If we are intent on improving the overall emotional and mental health of physicians, we must look for ways to alleviate and even prevent this type of isolation from creeping into our careers. We must first begin to change the culture that prevails in pre-med and medical schools from one of intense competition to one of fostering teamwork, learning within a community of like-minded students interested in the sciences.

Medical school should continue to encourage teamwork to solve problems as well as supporting each other during difficult clinical situations with both patients and families.

Furthermore, the emotional and mental health of the provider-in-training should be the top priority of medical schools, teaching students calming techniques to de-stress, positive coping mechanisms, as well as time management and juggling work-life balances that foster healthy families. The emphasis should not be in getting the best grades to acquire entry to top residency programs. Instead, the emphasis should be on becoming a compassionate as well as a competent physician.

Unfortunately, once these students enter into residencies, so much of the negative behaviors currently allowed to propagate, become ingrained personality traits.

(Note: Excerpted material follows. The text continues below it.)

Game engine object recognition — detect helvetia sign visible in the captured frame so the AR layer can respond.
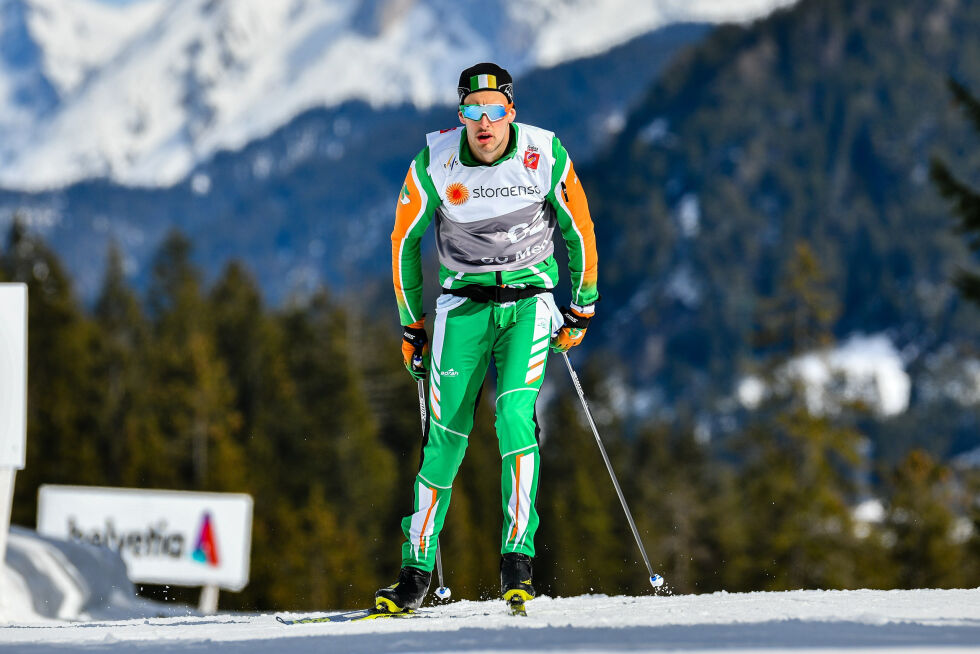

By this time, if appropriate survival strategies that benefit both physician and patient were not taught, these residents continue to undermine their colleagues, treat their patients as disease processes rather than complete human beings and ignore their own emotional and mental health issues, using bad behaviors to survive each day.

“Physician, heal thyself” is no longer an option as their lives spiral out of control, with some choosing their only perceived option of suicide to completely eliminate the pain they face daily.

Residents that, despite their negative behaviors, survive to become attendings, continue their legacy of bullying, arrogance, and entitlement into their work lives.

Perhaps this seems all very overblown and not the norm, but I challenge you to look around.

Be honest in your assessment of where you work. What is the environment like? Are your colleagues cooperative, friendly, and willing to help? Or do you feel isolated, afraid to say or act the wrong way and be reported to HR?

Are you able to talk to a colleague about a bad outcome? Or do you go home and indulge in too much food, alcohol, or drugs to forget the pain you are feeling?

Is your family suffering because you cannot cope with their problems, being unable to deal with your own? Do you feel you have to put on a happy face even though it is disingenuous?

Perhaps you are a good physician, but feel unappreciated by patients or as an employed physician. How do you deal with this? Do you brush these feelings aside because RVU’s are more important? What happens if day after day you continue to feel this way? Is there someone who can help, who will listen and understand?

What if your colleagues are jealous of the work you are doing and undermine your progress in front of other colleagues and patients? How do you cope with this type of work environment? What happens if, despite your best intentions and work ethic, you are terminated? Are there any resources?

These are all very difficult questions to answer but deserve resolution if we are to create healthy work environments for physicians. So much of these scenarios might be avoided in the future by creating supportive learning environments early on, as I have described above. However, these problems are occurring in real-time and will not be solved by going back in time.

We need to have empathy for physicians presently going through these issues and, more importantly, programs readily available to help heal a very broken system and the physicians working in them who are just as broken.

Common catchphrases in our conversations as physicians to mitigate or eradicate toxic work environments and decrease physician suicides include the “culture of caring” and “joy of medicine.”

Let’s not just pay homage to the words, but instead rise up to the challenge to make a difference. Reach out to your colleagues, ask them how they are doing and how you can help.

Be present, be kind, and be grateful for the ability we have as physicians to heal ourselves as well as others. And finally, as we look to the younger generation being trained, let’s support them in a positive manner during rounds. Let’s demonstrate a better way to practice our chosen profession, with kind words and actions for ourselves and others. Remember, “if not for myself, who will be for me? If I am not for others, what am I? And if not now, when?”